Mass production of blue crystals is very difficult and expensive, so the TV introduced by Sony in 2013 is not a “thoroughbred” QLED TV based on quantum dots. At the back of the displays they produce is a layer of blue LEDs, the light of which passes through a layer of red and green nanocrystals. As a result, they essentially replace the currently common light filters. Thanks to this, the color gamut increases by 50% compared to conventional LCD TVs, but does not reach the level of a “pure” QLED screen. The latter, in addition to a wider color gamut, have another advantage: they save energy, since there is no need for a layer with light filters. Thanks to this, the front part of the screen in QLED TVs also receives more light than in regular TVs, which transmit only about 5% of the light flux.

Scientists have developed a theory for the formation of a widespread class of quantum dots, which are obtained from compounds containing cadmium and selenium. For 30 years, developments in this area have relied heavily on trial and error. The article was published in the journal Nature Communications.

Quantum dots are nano-sized crystalline semiconductors with remarkable optical and electronic properties that have already found applications in many fields of research and technology. They have properties intermediate between bulk semiconductors and individual molecules.

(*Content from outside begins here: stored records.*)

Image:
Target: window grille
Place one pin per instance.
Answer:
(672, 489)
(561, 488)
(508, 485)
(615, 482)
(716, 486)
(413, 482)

However, unclear aspects remain in the process of synthesizing these nanoparticles, since scientists have not been able to fully understand how the reagents, some of which are highly toxic, interact.

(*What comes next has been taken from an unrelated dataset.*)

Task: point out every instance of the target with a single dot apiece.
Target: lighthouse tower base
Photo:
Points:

Todd Krauss and Lee Frenette of the University of Rochester are looking to change that. In particular, they found that during the synthesis reaction toxic compounds appear, which were used to obtain the first quantum dots 30 years ago. “We essentially went 'back to the future' with our discovery,” explains Krauss. “It turned out that the safer reagents used today turn into precisely the very substances whose use they have been trying to avoid for decades. They, in turn, react to form quantum dots.”

First, it will reduce the guesswork involved in producing cadmium- or selenium-based quantum dots, which has led to inconsistencies and irreproducibility that have hampered the search for industrial applications.
Second, it will alert researchers and companies working with large-scale quantum dot synthesis that they are still dealing with such hazardous substances, like hydrogen selenide and alkyl-cadmium complexes, although not explicitly.
Third, it will clarify the chemical properties of phosphines used in many high-temperature quantum dot synthesis processes.